Le journal Libération, pour marquer que quelque chose échappe aux « organisations » et pour ne pas parler de lutte de classe parle de « jacquerie ». Le trafic aérien est réduit à 20 % de la normale. Le premier ministre donne des garanties écrites sur les retrait de toutes les mesures concernant les régimes particuliers et la « mise à plat » du plan de restructuration de la SNCF. C’est tout ce qu’attendaient les syndicats qui font croire qu’un chiffon de papier vaut mieux que les paroles et qui faxe aussitôt les lettres ministérielles dans tous les secteurs où se tiennent les assemblées de grève. Sur la Sécurité sociale, tout va de l’avant, aucun retrait des mesures annoncées et certainement des « garanties » données aux bureaucraties en place. Pour puissantes qu’elles soient, les manifestations n’ont guère plus d’effet que de donner la mesure d’un rejet d’un système, mais faute d’exprimer des revendications et une organisation propres, le « Tous ensembles » clamé par les manifestants ciblé sur la réforme de la Sécu, commence à être contrebalancé par le « On a gagné » des cheminots et de la RATP. La tactique syndicats-gouvernement commence à payer.

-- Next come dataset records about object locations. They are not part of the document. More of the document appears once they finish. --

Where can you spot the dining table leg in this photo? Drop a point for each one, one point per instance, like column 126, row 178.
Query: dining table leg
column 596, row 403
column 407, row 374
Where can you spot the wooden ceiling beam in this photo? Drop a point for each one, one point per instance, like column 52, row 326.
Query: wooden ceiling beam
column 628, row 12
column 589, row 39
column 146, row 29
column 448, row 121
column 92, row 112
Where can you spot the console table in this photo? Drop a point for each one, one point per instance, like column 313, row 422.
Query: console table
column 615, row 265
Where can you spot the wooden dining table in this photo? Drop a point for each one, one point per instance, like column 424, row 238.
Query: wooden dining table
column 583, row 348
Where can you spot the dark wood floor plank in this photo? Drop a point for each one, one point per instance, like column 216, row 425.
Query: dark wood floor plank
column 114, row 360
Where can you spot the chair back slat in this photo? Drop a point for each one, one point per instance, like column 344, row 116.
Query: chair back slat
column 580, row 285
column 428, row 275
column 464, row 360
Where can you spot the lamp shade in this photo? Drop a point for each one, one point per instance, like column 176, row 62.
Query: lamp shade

LES CONSÉQUENCES ÉCONOMIQUES

Les conséquences économiques de la grève qui dure déjà depuis plus de quinze jours commence à perturber sérieusement l’économie. C’est là l’essentiel et le patronat pèse de tout son poids pour que cela cesse, pas tant par crainte d’une explosion plus grande (le conflit a été « bien géré » jusqu’à maintenant par les « encadreurs patentés » mais on ne sait jamais, il suffit d’un faux pas, exemple des mineurs de Lorraine bien que vite éteint).

Il est intéressant de noter que, pour se persuader que la grève n’avait que peu de conséquences, les commentaires insistent sur le fait que les travailleurs ont fait « de grands efforts » pour se rendre à leur travail (comme si la crainte de perdre son emploi et son salaire n’était pas une incitation suffisante), sur l’avantage des « horaires flexibles », sur le développement de l’utilisation de tous les médias (béni soit le progrès qui donne avec le chômage et l’insécurité, l’ordinateur, le téléphone mobile, le fax, etc.), voire sur la récupération capitaliste des débrouillardises de circonstance. A les en croire, l’activité économique dépendrait uniquement des moyens électroniques de communication comme si toute l’activité de services n’était pas l’auxiliaire nécessaire et important, mais auxiliaire d’abord des activités productrices (évidence reconnue par exemple dans le fait que lors de la reprise, les transports de marchandises furent traités en priorité ce qui aurait donné lieu à des empoignades dans les directions des services commerciaux SNCF).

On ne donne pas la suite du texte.